In common consciousness, the names Mommsen and Syme do not occupy a permanent place. However, they are certainly worth remembering, and in the case of an enthusiast of ancient Roman history, they must even be well known. What do these two characters have in common?
Firstly- the Nobel Prize for Literature: Theodor Mommsen received it in 1902 for his monumental work Römische Geschichte. Sir Ronald Syme was one of the nominees in 1962 for his work Roman Revolution.
Secondly, although this one also divides – completely different opinion about Octavian Augustus and his rule. In his historical works, Mommsen created an opinion, that during the reign of Octavian, the system of power called the principate was beeing created by equal: the Emperor (officially princeps) and the Senate. Syme, in turn, took the opposite side by releasing The Roman Revolution in 1939. His work was truly revolutionary: because of its content which refuted the opinion held by his great predecessor; because of the theme – the reign of Augustus – which (which was a intentional anachronism), according to Syme, had all the hallmarks of the great revolutions of the nineteenth and twentieth centuries. In The Roman Revolution, the author thoroughly documented the coup in the power elite (complete removal of the patrician families who had ruled Rome for hundreds of years), leading to making Augustus the most powerful autocrat.

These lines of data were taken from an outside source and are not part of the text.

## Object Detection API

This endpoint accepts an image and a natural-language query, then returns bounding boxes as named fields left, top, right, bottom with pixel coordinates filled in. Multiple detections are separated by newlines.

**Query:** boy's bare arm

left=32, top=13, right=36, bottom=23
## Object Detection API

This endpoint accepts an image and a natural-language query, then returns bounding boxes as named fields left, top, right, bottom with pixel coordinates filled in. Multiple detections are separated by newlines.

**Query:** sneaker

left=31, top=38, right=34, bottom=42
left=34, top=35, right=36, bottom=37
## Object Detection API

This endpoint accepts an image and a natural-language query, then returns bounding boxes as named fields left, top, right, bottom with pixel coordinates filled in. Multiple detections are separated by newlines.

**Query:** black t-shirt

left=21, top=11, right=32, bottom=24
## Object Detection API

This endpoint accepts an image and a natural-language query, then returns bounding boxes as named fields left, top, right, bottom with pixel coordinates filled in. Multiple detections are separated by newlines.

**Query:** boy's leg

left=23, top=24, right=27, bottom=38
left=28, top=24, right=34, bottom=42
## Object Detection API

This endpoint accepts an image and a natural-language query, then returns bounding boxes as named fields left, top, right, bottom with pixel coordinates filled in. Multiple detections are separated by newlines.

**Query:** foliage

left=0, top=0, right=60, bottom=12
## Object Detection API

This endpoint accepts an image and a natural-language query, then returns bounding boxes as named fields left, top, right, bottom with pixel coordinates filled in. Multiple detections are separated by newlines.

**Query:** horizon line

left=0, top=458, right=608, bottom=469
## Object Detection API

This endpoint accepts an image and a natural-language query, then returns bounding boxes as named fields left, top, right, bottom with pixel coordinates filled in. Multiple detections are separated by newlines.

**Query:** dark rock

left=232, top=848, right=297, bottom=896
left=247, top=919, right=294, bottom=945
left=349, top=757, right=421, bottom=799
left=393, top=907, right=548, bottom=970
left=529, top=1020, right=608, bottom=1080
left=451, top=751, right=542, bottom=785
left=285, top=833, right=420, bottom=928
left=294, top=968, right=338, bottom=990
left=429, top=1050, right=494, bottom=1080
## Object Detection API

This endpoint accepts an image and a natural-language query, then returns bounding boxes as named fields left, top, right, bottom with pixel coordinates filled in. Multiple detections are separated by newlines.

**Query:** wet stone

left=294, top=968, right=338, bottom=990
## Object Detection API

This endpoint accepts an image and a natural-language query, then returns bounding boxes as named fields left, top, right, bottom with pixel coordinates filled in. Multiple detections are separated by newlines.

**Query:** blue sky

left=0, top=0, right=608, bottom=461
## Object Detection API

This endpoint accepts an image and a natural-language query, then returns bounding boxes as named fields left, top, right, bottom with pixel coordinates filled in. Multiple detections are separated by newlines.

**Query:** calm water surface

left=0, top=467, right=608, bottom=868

In The Roman Revolution, Octavian is not a good guardian from his Res Gestae – Syme showed his cynicism, Machiavellianism, which, combined with the brilliant mind of a political strategist, led him to the top of power.
However the availability of translations does not make it easier for the Polish reader (Historia Rzymska was last published in 1880 (!); Rewolucja Rzymska in 2009, only in the number of 1000 copies), these two works are definitely worth reading – not only to expand your knowledge, but also for the sheer enjoyment of both writers’ literary skills.